La magia comenzó con la llegada de las Pacotas Barriales, que con el sonido de sus cajas y la entonación de villancicos tradicionales le cantaron al Niño Jesús, reafirmando una de las expresiones culturales más auténticas de nuestra identidad. Cada copla y cada ritmo evocaron las raíces profundas de la religiosidad popular, manteniendo viva una tradición que se transmite de generación en generación.
A su vez, jóvenes y niños de la ciudad fueron protagonistas de un emotivo Pesebre Viviente, una representación que conmovió al público y permitió reencontrarse con el verdadero sentido de estas fechas: el amor, la unión y la esperanza.
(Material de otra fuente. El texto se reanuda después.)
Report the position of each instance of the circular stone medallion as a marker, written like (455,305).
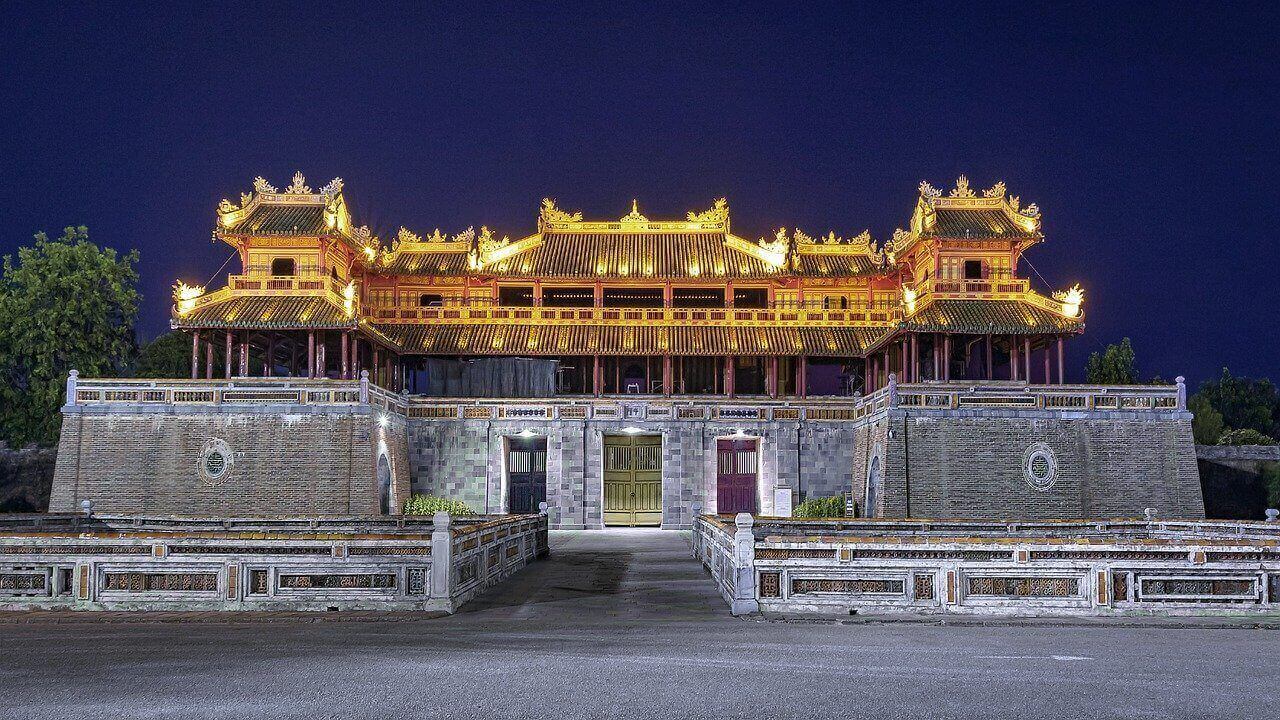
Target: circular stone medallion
(1040,466)
(215,461)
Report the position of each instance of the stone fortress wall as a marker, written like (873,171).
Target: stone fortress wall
(932,450)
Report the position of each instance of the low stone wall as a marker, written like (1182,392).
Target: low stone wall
(26,478)
(1036,569)
(1232,479)
(120,563)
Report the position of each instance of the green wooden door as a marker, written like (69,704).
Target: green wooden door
(632,479)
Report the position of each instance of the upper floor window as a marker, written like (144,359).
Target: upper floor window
(282,267)
(516,296)
(750,297)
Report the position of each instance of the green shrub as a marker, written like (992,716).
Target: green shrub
(1246,436)
(821,507)
(430,505)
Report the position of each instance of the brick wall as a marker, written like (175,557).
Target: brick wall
(146,460)
(969,464)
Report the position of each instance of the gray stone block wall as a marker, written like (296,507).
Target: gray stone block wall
(970,464)
(287,460)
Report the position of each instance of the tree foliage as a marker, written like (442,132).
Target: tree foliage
(1112,367)
(167,356)
(64,304)
(1206,422)
(1244,402)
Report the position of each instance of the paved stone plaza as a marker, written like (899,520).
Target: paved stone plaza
(624,623)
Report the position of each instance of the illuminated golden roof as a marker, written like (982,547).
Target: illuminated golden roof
(627,340)
(979,317)
(268,311)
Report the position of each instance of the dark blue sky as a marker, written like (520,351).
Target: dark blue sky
(1147,135)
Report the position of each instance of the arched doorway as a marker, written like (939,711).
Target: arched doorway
(736,475)
(384,486)
(874,479)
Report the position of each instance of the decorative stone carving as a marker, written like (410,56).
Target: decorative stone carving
(1040,466)
(718,213)
(549,213)
(298,186)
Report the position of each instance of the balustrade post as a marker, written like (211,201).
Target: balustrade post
(442,557)
(195,354)
(71,386)
(744,566)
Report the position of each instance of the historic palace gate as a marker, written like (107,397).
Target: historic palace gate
(736,468)
(526,474)
(632,479)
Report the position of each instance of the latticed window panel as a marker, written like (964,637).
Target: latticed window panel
(161,582)
(792,554)
(257,582)
(23,583)
(846,586)
(771,584)
(1119,587)
(416,580)
(1024,587)
(924,587)
(362,580)
(1198,588)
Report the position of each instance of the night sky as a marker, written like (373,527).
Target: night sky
(1147,135)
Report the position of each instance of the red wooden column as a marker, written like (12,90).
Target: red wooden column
(1013,358)
(311,354)
(346,356)
(946,358)
(1027,356)
(195,355)
(915,358)
(991,347)
(229,352)
(1061,370)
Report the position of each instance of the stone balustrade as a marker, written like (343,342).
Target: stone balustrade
(1033,568)
(83,561)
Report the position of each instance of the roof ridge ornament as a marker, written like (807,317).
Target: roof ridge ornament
(718,213)
(634,215)
(551,213)
(298,186)
(333,188)
(929,191)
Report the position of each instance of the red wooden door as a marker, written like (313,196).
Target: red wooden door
(736,461)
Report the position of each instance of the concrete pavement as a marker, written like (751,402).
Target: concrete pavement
(625,623)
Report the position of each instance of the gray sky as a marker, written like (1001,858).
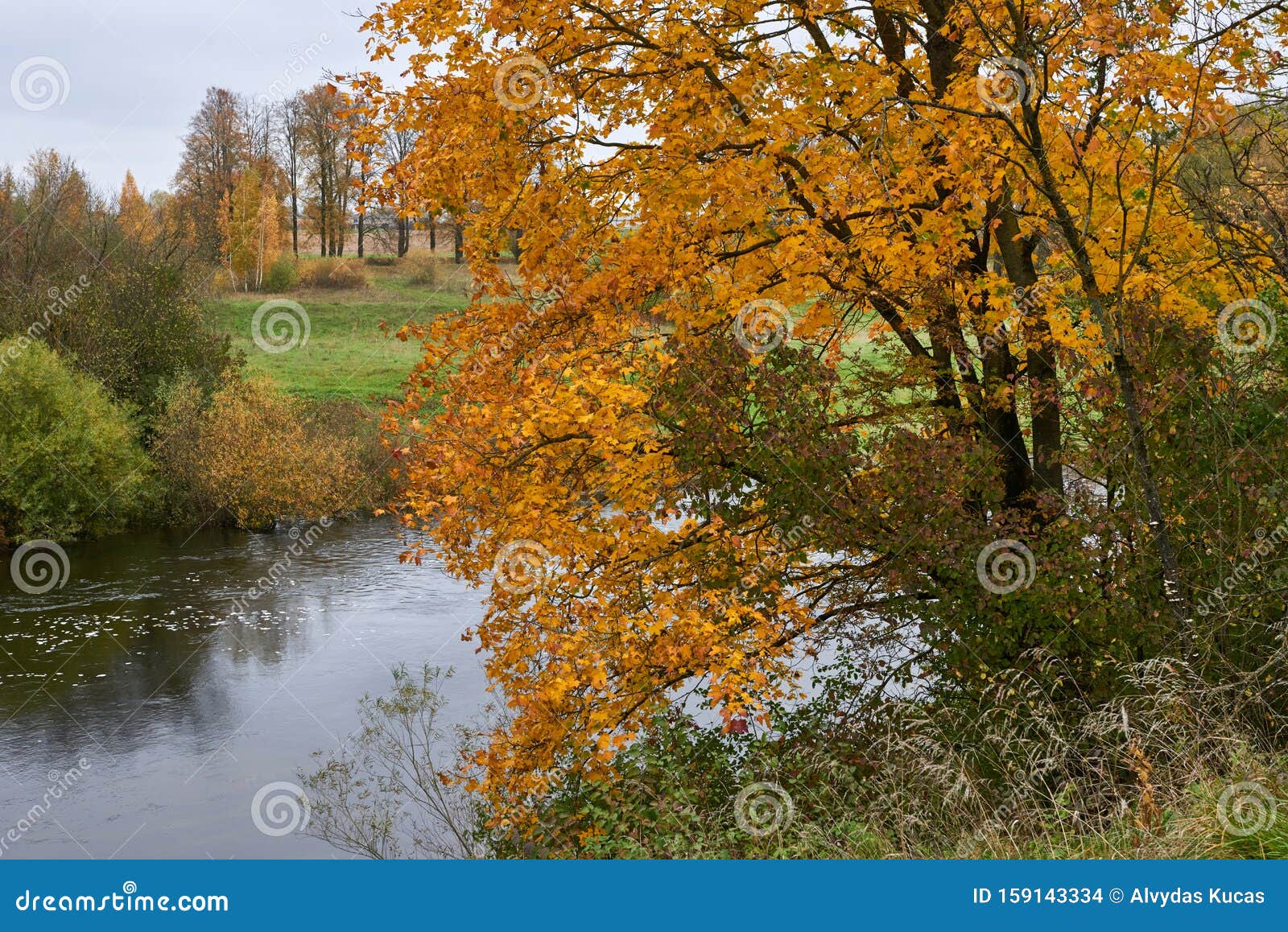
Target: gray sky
(134,71)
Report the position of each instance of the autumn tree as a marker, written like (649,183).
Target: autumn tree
(330,171)
(818,307)
(250,229)
(216,151)
(134,214)
(290,147)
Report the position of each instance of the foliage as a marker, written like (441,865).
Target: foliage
(253,456)
(1010,773)
(815,307)
(332,273)
(250,227)
(386,794)
(72,463)
(283,277)
(138,328)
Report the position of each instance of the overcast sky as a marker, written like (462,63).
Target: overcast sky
(114,83)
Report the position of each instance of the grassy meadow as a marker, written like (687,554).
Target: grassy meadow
(348,357)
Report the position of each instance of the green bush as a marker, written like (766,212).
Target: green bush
(72,466)
(283,277)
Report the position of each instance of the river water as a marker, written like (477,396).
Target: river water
(175,710)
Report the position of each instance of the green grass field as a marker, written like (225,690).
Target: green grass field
(348,356)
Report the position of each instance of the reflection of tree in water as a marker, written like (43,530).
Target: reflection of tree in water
(143,637)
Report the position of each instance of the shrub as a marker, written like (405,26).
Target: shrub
(138,328)
(283,277)
(72,466)
(332,273)
(253,455)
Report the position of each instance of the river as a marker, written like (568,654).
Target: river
(171,710)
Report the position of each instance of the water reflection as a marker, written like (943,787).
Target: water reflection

El cierre de la noche estuvo marcado por el encendido de las luces del Árbol de Navidad, símbolo de fe y renovación. Los adornos, elaborados con materiales reciclables, reflejaron el compromiso colectivo con el cuidado del ambiente y la creatividad comunitaria, sumando un mensaje de conciencia y trabajo conjunto.
Una vez más, Chamical reafirmó la importancia de mantener encendidas nuestras raíces y tradiciones, entendiendo que en ellas habita el alma del pueblo y el legado cultural que se construye día a día para las nuevas generaciones.